Z#6 was present at the facility at the time that R#3 was sent to the hospital. On interview, Z#3, Z#4 and Z#6 stated that while the paramedics were in the process of preparing the resident for transport, E#6 stated, “I don’t know why everybody’s panicking?” At the time this statement was made, R#3 had no palpable blood pressure, her pulse was 128 and she was unresponsive except to pain. Z#3 and Z#4 stated that after they had prepared the resident for transport they had to wait for E#6 to give them the appropriate paper work for the transfer.

5) At the time of admission to the emergency room, the nurse documented at 9:25p.m. that R#3

was reported to have had no oral intake for 5 days. According to the emergency room record, on arrival at the hospital, R#3 was unresponsive, her skin was cold, mottled and moist, her respirations were 34 and labored. R#3's blood pressure was 86/61. They infused 1 liter of I.V. fluid, running it wide open. 45 minutes later, documentation indicated that the resident was responsive, able to follow the sound of a voice and seemed to recognize her niece.

The laboratory values from the emergency room included a Blood/Urea/Nitrogen(BUN) of 134

(normal is 7-18), a sodium of 175 (normal 136-145), a chloride of 132 (normal 98-107) and a

creatinine of 4.0 (normal 0.6-1.0). The note written by the medical resident on call (dated 1/9/02)

documented that R#3 had “severe dehydration”.

On interview 1/14/02 Z#2, the emergency room physician who treated R#3 confirmed that the

resident’s condition was due to dehydration and that the lab values supported that diagnosis.

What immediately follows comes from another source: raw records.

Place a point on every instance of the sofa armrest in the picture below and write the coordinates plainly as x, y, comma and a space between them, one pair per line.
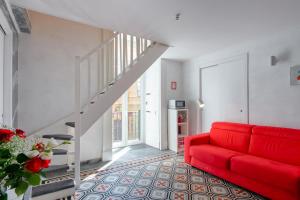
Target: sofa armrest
194, 140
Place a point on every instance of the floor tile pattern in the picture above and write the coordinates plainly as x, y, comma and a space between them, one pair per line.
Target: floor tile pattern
166, 178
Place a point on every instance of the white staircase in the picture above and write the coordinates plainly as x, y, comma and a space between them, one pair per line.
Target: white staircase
101, 77
118, 63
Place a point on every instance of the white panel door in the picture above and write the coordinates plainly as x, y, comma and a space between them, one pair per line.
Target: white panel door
224, 93
152, 134
1, 74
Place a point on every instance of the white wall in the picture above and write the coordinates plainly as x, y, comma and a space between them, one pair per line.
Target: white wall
166, 71
170, 71
47, 78
46, 67
272, 101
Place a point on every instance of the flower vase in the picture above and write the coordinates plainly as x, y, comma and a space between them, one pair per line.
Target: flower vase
11, 195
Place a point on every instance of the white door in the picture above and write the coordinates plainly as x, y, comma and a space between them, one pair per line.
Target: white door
224, 93
152, 133
2, 35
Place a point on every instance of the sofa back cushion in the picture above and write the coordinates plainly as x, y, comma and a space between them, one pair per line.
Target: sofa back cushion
279, 144
231, 136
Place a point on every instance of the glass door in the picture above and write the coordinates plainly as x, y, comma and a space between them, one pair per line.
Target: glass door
126, 117
117, 117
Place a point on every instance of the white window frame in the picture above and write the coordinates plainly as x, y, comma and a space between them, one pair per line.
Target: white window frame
7, 71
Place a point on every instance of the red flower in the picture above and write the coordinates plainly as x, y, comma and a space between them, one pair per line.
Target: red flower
40, 147
34, 165
20, 133
46, 163
6, 135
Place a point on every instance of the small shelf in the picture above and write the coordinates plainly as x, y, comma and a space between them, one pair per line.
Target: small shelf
177, 129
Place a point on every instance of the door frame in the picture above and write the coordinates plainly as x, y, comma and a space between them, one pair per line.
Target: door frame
7, 71
245, 58
125, 142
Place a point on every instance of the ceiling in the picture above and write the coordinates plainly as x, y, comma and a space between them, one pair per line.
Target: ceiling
205, 25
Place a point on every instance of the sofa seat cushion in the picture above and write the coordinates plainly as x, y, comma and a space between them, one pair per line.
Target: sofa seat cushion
268, 171
233, 136
213, 155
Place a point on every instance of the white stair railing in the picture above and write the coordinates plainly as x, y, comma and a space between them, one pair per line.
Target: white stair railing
97, 71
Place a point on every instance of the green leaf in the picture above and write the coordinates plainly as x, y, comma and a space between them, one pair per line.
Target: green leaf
34, 179
21, 158
43, 174
66, 142
12, 168
21, 188
3, 196
4, 153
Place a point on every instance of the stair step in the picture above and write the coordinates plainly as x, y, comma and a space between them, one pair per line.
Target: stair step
60, 152
71, 124
54, 168
55, 187
59, 136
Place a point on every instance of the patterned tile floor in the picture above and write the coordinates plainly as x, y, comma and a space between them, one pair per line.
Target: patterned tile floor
166, 177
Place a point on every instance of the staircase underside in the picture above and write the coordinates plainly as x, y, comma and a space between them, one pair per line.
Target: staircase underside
105, 100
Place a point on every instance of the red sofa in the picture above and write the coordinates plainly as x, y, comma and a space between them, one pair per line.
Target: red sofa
263, 159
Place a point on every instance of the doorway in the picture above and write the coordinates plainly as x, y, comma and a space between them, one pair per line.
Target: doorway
126, 117
224, 91
2, 39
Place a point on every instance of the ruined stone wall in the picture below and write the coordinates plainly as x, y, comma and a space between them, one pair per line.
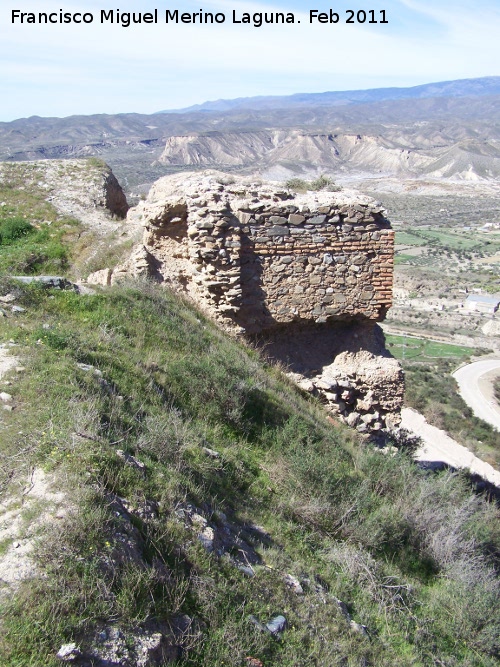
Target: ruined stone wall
262, 256
277, 263
311, 274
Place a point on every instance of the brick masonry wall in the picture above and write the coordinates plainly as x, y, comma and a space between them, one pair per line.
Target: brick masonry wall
311, 274
264, 264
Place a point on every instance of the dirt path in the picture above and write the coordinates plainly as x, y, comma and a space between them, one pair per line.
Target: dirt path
475, 382
439, 447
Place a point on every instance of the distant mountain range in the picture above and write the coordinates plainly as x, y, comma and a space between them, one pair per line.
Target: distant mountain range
460, 88
446, 130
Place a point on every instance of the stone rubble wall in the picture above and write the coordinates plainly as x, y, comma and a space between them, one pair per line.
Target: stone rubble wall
265, 261
262, 256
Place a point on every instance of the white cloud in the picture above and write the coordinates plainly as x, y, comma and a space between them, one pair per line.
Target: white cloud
146, 67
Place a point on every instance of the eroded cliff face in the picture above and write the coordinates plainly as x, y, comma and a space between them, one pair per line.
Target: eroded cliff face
298, 273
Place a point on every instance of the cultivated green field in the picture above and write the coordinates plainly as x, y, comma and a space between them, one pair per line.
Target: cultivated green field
408, 347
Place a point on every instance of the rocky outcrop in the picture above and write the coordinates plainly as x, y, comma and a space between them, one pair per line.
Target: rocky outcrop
297, 272
83, 189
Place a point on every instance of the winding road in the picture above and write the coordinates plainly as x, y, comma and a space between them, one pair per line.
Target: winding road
475, 382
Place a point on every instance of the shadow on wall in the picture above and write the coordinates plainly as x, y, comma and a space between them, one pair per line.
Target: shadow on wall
308, 348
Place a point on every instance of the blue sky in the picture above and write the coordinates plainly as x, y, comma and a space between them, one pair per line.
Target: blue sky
60, 70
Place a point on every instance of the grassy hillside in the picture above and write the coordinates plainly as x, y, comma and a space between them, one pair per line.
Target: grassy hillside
413, 556
201, 495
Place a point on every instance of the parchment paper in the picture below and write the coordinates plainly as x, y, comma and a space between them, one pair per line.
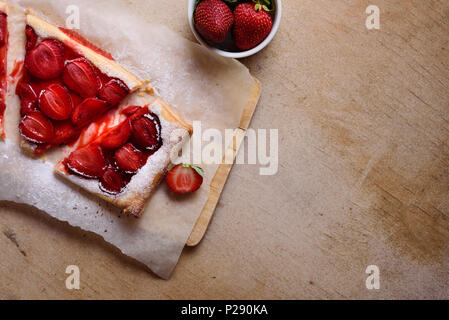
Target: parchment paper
200, 85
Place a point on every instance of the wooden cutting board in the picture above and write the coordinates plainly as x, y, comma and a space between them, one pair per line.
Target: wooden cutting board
221, 176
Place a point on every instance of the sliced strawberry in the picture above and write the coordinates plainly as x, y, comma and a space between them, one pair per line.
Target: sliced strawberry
76, 99
55, 102
46, 60
3, 28
80, 76
129, 111
112, 181
184, 179
88, 110
65, 132
146, 131
31, 38
128, 158
28, 98
114, 91
88, 162
117, 137
36, 128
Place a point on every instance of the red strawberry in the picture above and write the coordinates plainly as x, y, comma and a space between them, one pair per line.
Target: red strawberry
88, 162
128, 158
31, 38
3, 28
252, 25
185, 178
114, 91
28, 98
88, 110
213, 20
35, 127
65, 133
46, 61
80, 76
112, 181
146, 131
117, 137
55, 102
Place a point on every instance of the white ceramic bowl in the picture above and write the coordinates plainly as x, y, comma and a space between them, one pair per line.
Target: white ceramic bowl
240, 54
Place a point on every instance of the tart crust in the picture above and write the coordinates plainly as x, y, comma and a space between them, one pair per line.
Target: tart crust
109, 67
175, 132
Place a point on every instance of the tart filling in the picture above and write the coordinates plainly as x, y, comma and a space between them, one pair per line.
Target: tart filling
61, 93
115, 156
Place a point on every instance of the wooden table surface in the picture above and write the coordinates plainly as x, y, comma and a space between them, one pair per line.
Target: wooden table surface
363, 119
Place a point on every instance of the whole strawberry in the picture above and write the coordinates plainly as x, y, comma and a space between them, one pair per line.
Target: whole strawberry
252, 25
213, 20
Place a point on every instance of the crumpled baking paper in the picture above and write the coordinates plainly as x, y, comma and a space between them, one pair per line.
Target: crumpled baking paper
199, 84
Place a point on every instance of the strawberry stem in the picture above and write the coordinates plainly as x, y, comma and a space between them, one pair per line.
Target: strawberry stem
262, 4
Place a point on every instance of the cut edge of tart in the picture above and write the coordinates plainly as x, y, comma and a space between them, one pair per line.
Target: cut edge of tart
133, 185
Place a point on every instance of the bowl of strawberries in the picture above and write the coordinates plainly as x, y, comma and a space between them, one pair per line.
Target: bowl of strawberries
235, 28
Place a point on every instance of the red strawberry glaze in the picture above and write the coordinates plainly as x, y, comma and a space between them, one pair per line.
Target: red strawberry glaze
123, 157
3, 68
79, 78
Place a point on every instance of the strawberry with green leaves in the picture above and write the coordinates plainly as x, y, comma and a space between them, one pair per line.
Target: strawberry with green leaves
252, 24
213, 20
185, 178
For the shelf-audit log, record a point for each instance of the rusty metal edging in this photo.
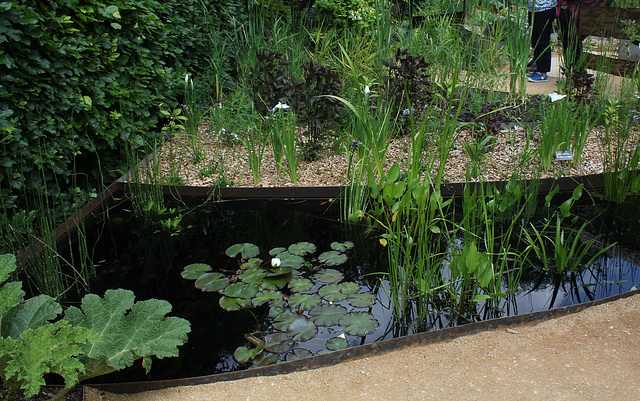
(361, 351)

He also stated that something should have been done sooner.

According to the progress notes, on 1/8/02 R#3 became unresponsive and was diagnosed with

Respiratory failure due to a decrease in oxygen saturation to 36%. She was intubated and placed on a ventilator to maintain her oxygen level.

The medical resident on call wrote a note on 1/9/02 at 1:00a.m. documenting the resident’s problems as respiratory failure, severe dehydration/hypernatremia and sepsis.

As of 1/15/02, R#3 remained in the Cardiac Care Unit on a ventilator for assisted breathing.